Des chefs d’accusation qui évoluent:

Les faits reprochés restent flous. Initialement évoqués pour diffamation, chantage et extorsion de fonds, ils auraient été requalifiés en « menace par voie de fait ». Pour le RENAJI, cette évolution renforce le caractère disproportionné du maintien en détention.

L’organisation rappelle aussi le contexte : Médard Tounda Youbi a été directeur de campagne de Zenaba Gninga Chaning lors de la présidentielle du 12 avril 2025, avant son entrée au gouvernement. Une proximité passée qui soulève, selon le RENAJI, des interrogations sur la nature réelle du différend. La rencontre du 13 mai 2026 entre la ministre et le RENAJI aurait porté sur des aspects « internes et personnels », jamais sur le contenu journalistique de l’article incriminé.


« La liberté de la presse n’est pas négociable »;

Face à ce qu’il considère comme une possible instrumentalisation de la justice dans un différend privé, le RENAJI exige :

1. Le strict respect des droits de la défense et de la présomption d’innocence

2. La transparence totale sur les motifs de la détention 

3. Une justice rendue en toute impartialité et indépendance

4. La mise en liberté immédiate de Médard Tounda Youbi, ou à défaut sa mise en liberté provisoire pendant l’instruction

« La liberté de la presse n’est pas négociable. Lorsqu’un journaliste est inquiété pour avoir exercé son métier avec rigueur et responsabilité, c’est l’ensemble de la profession qui est interpellé, mais aussi l’État de droit qui est mis à l’épreuve », a déclaré *Aimé Serge Boulingui*, président du RENAJI.

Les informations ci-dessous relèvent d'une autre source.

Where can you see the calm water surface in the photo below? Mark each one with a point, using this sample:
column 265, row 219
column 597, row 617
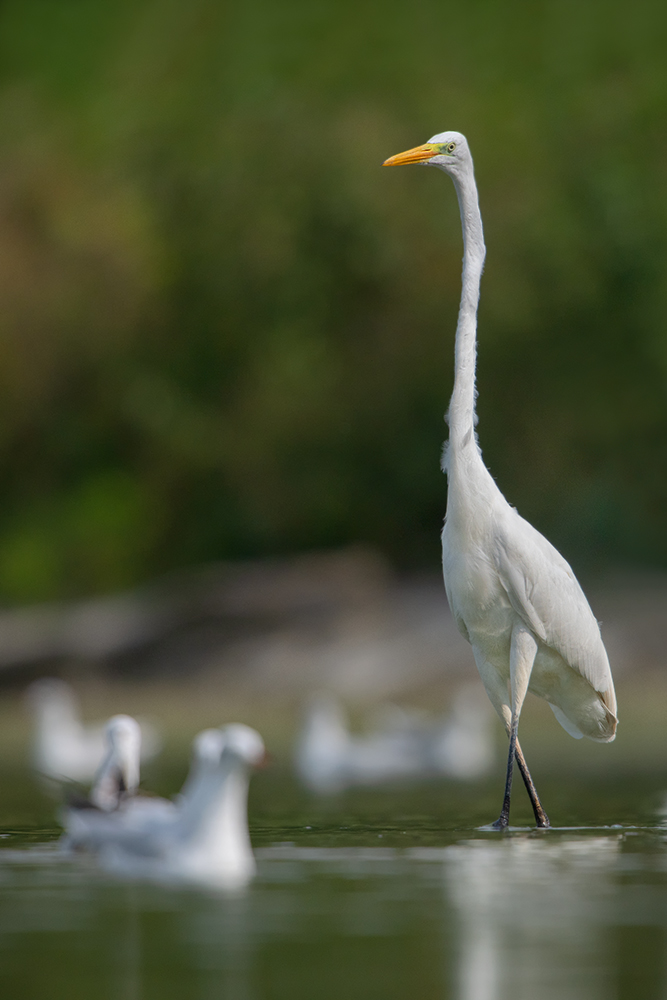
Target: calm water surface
column 351, row 905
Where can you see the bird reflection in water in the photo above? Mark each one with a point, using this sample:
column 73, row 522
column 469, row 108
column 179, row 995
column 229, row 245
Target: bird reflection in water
column 531, row 917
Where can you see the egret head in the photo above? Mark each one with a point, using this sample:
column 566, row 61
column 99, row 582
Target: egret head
column 447, row 150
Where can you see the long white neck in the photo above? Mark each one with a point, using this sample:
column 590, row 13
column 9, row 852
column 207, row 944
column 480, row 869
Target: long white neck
column 461, row 416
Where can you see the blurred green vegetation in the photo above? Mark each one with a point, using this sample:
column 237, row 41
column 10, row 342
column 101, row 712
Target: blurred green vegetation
column 225, row 332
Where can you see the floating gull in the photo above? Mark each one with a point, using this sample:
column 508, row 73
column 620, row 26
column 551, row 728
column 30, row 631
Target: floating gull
column 405, row 746
column 64, row 748
column 202, row 837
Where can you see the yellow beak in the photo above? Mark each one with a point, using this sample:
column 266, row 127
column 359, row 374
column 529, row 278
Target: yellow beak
column 416, row 155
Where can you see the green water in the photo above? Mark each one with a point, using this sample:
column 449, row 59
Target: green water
column 372, row 895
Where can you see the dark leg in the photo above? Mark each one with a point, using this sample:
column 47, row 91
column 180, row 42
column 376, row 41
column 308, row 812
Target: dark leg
column 541, row 817
column 503, row 820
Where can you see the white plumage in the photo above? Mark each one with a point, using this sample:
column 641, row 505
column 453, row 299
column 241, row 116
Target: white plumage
column 514, row 597
column 202, row 837
column 64, row 748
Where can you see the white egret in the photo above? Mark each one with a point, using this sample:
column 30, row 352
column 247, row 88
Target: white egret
column 515, row 599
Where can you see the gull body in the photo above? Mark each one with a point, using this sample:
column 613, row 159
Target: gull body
column 513, row 596
column 202, row 837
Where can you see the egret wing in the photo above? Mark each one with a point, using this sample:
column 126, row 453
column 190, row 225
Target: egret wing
column 544, row 591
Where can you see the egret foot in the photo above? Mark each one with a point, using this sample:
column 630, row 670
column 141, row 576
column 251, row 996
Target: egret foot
column 541, row 818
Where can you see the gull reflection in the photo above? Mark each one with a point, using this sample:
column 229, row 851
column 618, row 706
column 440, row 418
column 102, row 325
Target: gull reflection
column 530, row 916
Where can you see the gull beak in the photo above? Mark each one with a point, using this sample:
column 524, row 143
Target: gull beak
column 420, row 154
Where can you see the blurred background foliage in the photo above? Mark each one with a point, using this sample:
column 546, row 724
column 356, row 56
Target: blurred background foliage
column 225, row 332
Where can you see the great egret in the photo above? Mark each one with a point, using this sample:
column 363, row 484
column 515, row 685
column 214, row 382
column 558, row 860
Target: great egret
column 515, row 599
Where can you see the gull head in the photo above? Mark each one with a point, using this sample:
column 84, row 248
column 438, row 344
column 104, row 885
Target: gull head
column 244, row 743
column 123, row 736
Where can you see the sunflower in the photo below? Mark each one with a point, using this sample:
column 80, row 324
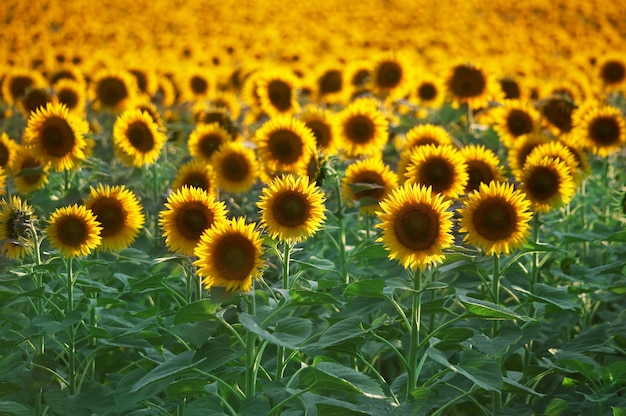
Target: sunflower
column 368, row 181
column 206, row 139
column 363, row 129
column 56, row 137
column 496, row 218
column 16, row 220
column 291, row 208
column 113, row 90
column 229, row 255
column 514, row 119
column 137, row 138
column 119, row 213
column 603, row 129
column 277, row 92
column 283, row 143
column 236, row 167
column 483, row 166
column 29, row 172
column 189, row 212
column 416, row 225
column 74, row 231
column 440, row 167
column 470, row 84
column 547, row 182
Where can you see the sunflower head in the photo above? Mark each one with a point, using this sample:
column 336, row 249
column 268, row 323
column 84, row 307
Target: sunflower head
column 291, row 208
column 229, row 255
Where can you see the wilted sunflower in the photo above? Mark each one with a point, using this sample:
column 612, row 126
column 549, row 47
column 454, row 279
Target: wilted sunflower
column 74, row 231
column 514, row 119
column 137, row 138
column 483, row 166
column 56, row 137
column 291, row 208
column 547, row 182
column 206, row 139
column 197, row 174
column 496, row 218
column 363, row 128
column 229, row 255
column 189, row 212
column 368, row 181
column 470, row 84
column 283, row 143
column 416, row 225
column 236, row 167
column 602, row 129
column 119, row 213
column 440, row 167
column 16, row 219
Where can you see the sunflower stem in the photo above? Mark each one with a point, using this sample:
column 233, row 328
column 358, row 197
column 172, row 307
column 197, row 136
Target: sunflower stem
column 416, row 316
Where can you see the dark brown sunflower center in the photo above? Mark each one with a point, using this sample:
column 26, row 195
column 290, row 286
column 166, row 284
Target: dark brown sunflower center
column 427, row 91
column 210, row 143
column 613, row 72
column 417, row 227
column 111, row 91
column 290, row 209
column 234, row 257
column 279, row 93
column 372, row 182
column 495, row 219
column 330, row 82
column 235, row 168
column 518, row 122
column 467, row 82
column 478, row 172
column 321, row 131
column 285, row 146
column 438, row 173
column 389, row 75
column 111, row 214
column 140, row 136
column 192, row 219
column 198, row 85
column 543, row 183
column 360, row 129
column 72, row 232
column 604, row 131
column 57, row 137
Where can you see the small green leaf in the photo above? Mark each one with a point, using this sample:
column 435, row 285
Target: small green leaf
column 202, row 310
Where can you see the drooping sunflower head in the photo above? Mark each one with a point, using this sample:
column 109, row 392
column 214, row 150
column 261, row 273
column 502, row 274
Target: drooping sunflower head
column 291, row 208
column 17, row 219
column 283, row 143
column 206, row 139
column 119, row 213
column 363, row 128
column 547, row 182
column 441, row 167
column 483, row 166
column 74, row 231
column 236, row 167
column 368, row 181
column 229, row 255
column 137, row 139
column 189, row 212
column 416, row 225
column 496, row 218
column 56, row 137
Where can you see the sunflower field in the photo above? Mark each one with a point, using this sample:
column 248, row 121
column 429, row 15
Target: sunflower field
column 386, row 207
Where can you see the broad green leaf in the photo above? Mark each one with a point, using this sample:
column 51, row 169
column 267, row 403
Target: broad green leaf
column 371, row 288
column 489, row 310
column 202, row 310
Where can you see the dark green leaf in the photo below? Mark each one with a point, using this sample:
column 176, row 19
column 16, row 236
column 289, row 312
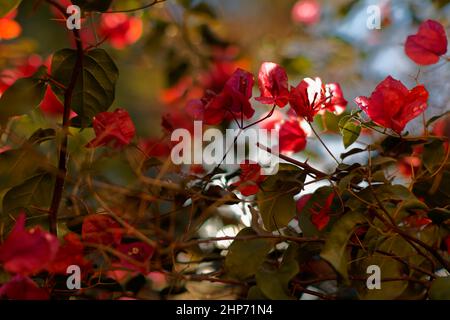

Un contexte qui inquiète la profession:

Le RENAJI relie cette affaire à une série d’incidents visant des journalistes gabonais : l’enlèvement de Roland Olouba le 15 janvier 2026, les arrestations de Harold Leckat en octobre 2025, d’Hervé Simon Ndong en août 2025 et de Brice Ndong en décembre 2025. Pris ensemble, ces cas alimentent, selon l’organisation, un sentiment croissant d’insécurité chez les journalistes indépendants.

L’organisation interpelle directement le Président de la République, *Brice Clotaire Oligui Nguema*, dont l’attachement à l’État de droit a été réaffirmé à plusieurs reprises, afin que « toute la lumière soit faite sur cette affaire ».

Le RENAJI dit rester mobilisé et se réserve le droit d’engager toute initiative légale pour défendre son confrère et la liberté de la presse au Gabon.